The caravan drove hard the remainder of the day. The 80 West disappeared beneath tires and hooves and bootheels, a hundred miles cut away like reaping grass.

There at the end of the world, across the bay, was New San Fran. The bay had gone to gray water, graveyards of military boats and passenger vessels, their prows lancing at the sky.

Roche hopped off Lucky and stood at the edge of the water, his boots in the mud.

The Bay Bridge leading into New San Fran was a skyward expanse of metal from where Roche stood. Of the many, many suspension bridges that had once spanned great expanses of waters, this was one of the few that still stood. It was four massive towers of formed steel and a central spar of concrete and metal that drove down into the bay, all supporting a wide lane of asphalt. It showed it’s disrepair in some places, bits and angles of road missing, steel cables snapped off halfway. bright brown patches of corrosion and salt-poisoning along the metal. But, this was a bridge meant to support many thousands of tons. . .it would allow for the passage of the Resistance convoy.

And there was the bay, and beyond the bay there was the sea. The world beside the ocean smelled different, it smelled still alive. In the Mojave, in the central parts of the wasteland where the dust and the sand and the fire burned across the vastness of continents and squeezed the last iotic bits of life from the soil, but by the ocean there was still hope.

It smelled like brine and rotting things, like dead plants and shit and change.
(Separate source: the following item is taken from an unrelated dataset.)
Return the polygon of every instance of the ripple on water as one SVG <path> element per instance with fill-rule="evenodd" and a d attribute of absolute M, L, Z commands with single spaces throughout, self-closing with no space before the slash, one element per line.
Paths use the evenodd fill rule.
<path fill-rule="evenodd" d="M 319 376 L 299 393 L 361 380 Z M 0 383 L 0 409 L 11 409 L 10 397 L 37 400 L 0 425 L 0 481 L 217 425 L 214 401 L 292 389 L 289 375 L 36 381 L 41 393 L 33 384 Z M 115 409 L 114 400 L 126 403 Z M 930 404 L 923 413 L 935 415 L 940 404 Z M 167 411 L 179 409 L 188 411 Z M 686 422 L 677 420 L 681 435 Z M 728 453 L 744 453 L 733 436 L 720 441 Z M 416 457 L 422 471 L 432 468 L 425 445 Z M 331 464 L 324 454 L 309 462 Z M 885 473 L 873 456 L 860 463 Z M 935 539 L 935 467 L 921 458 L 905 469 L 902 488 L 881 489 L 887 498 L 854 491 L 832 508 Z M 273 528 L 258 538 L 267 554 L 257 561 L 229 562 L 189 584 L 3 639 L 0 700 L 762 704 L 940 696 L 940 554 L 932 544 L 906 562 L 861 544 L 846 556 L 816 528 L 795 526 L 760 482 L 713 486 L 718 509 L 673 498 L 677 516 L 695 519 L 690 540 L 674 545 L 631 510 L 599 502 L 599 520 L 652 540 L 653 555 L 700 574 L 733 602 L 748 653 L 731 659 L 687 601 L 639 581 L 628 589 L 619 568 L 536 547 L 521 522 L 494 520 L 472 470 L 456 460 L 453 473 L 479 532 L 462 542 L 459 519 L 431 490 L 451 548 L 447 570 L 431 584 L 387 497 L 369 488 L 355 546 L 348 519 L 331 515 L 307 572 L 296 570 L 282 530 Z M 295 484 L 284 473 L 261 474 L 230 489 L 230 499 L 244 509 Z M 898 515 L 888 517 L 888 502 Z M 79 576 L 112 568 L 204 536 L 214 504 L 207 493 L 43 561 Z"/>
Somewhere in the depths of the gray-blue there were still organisms evolving and changing, adapting to a world that had been burned by nuclear winters and the sun’s radiation and mankind’s ignorance. But even after everything that had happened, the sea would persist. . .endure.

Gulls screamed from the hulls of ruined boats beneath the bridge, and Roche swigged from his handled bottle.

The caravan was still on the road, coming down the 80 from the north where the road bent along the edges of the bay. A half-dozen outriders on synthetic horses, along with Thomas and Leon Wellam had moved ahead of the caravan to see that the way to the bridge was clear. It was. Besides a dozen wastelanders in makeshift armor with taped-together weapons who’d gone about their own way and stayed a safe distance, the shorelines were empty.

It was the bridge that would be the problem.